Chinese miner MMG to halt production at Peru’s Las Bambas copper mine amid blockades, stand-off with villagers
- Hong Kong-listed MMG says ‘production is expected to cease on around 20 February’ if the roadblock is not removed
- MMG’s shares fell by as much as 4.6 per cent to HK$2.48 on the news
Chinese mining firm MMG said production at the Las Bambas copper mine in Peru could stop in two weeks’ time, after new roadblocks set up by a local community forced the company to curtail operations.
The Hong Kong-listed company said in an exchange filing on Monday that “production is expected to cease on around 20 February” if the roadblock set up on January 28 by the Ccapacmarca community in Chumbivilcas province continues.
MMG’s shares fell by as much as 4.6 per cent on Monday, before recovering to close 0.8 per cent lower at HK$2.58.
Since its opening in 2016, the Las Bambas project has faced repeated protests as the Chumbivilcas communities – the poorest in Peru – accused the Chinese mining group of failing to provide jobs and money to the region.
In December, the protesters had blocked the roads leading to Las Bambas, forcing MMG to suspend operations for over a month. The Peruvian government reached an agreement with the protesters on December 30 to remove roadblocks and restart operations at the mine.
The community leaders later rejected the proposal and erected new blockades again, which led MMG to make its announcement on Monday.
“MMG remains committed to ensuring the health, safety and security of employees, contractors and the community members involved and actively engaging in transparent and constructive dialogue. The company seeks the immediate removal of the illegal roadblocks,” it said.

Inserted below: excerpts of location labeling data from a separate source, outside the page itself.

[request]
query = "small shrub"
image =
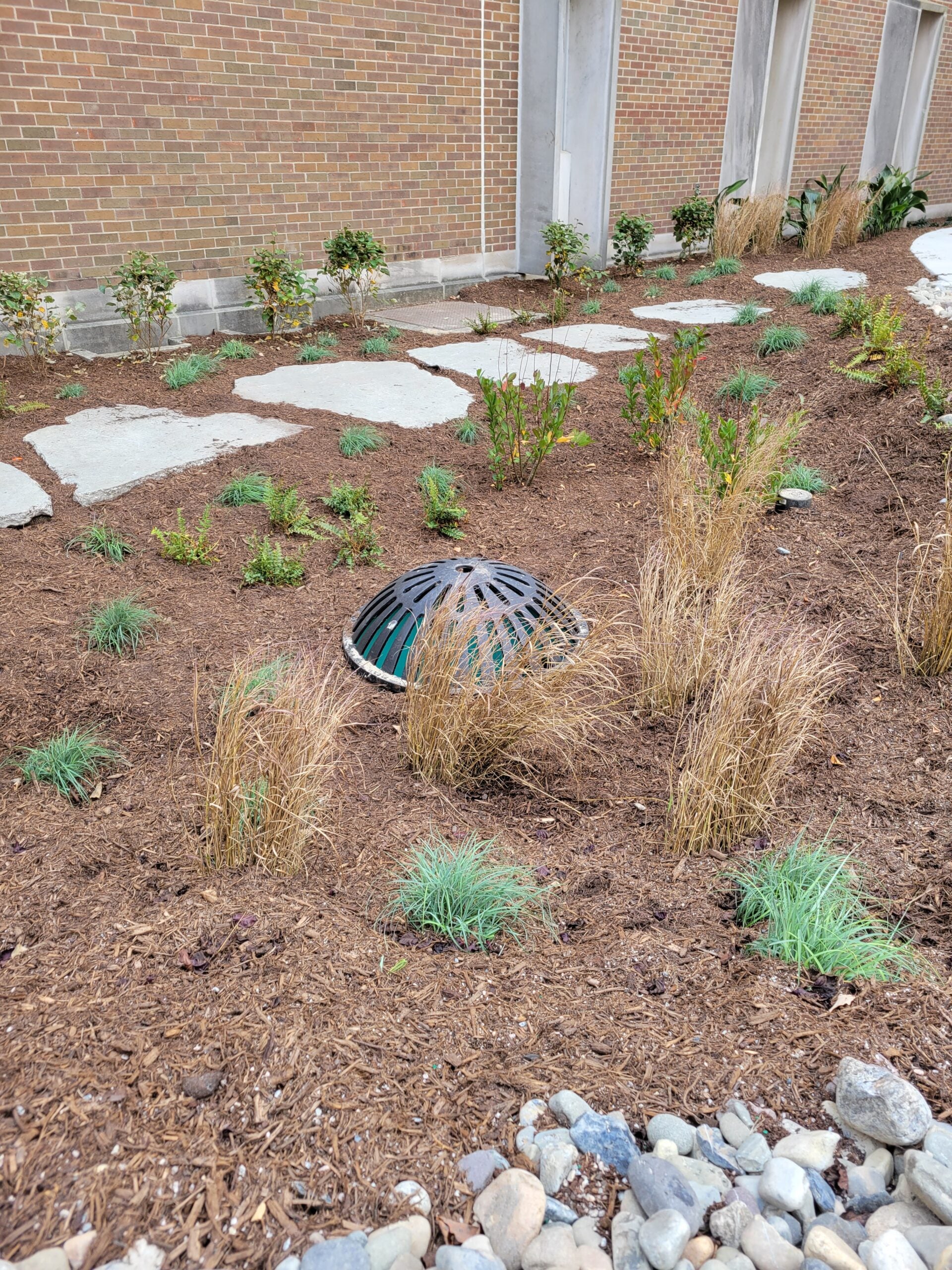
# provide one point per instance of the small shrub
(347, 500)
(815, 913)
(69, 761)
(630, 241)
(103, 541)
(119, 627)
(141, 293)
(244, 491)
(746, 385)
(525, 426)
(235, 351)
(186, 371)
(362, 439)
(654, 400)
(441, 502)
(565, 250)
(463, 893)
(270, 567)
(356, 263)
(781, 339)
(186, 547)
(280, 287)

As one of the world’s largest copper mines, Las Bambas has an annual throughput capacity of 51.1 million tonnes and its annual production is expected to be between 300,000 to 305,000 tonnes of copper concentrate, according to the company’s website.
The mine is an example of China’s rising interest in overseas mining acquisitions. In 2014, MMG acquired the Las Bambas copper project for US$5.85 billion through a joint venture with its partners Guoxin International Investment and state-owned Citic Metal. MMG holds 62.5 per cent of the joint venture.
The Melbourne-headquartered MMG is backed by Chinese state-owned enterprise China Minmetals, which is MMG’s largest shareholder with a 68 per cent stake.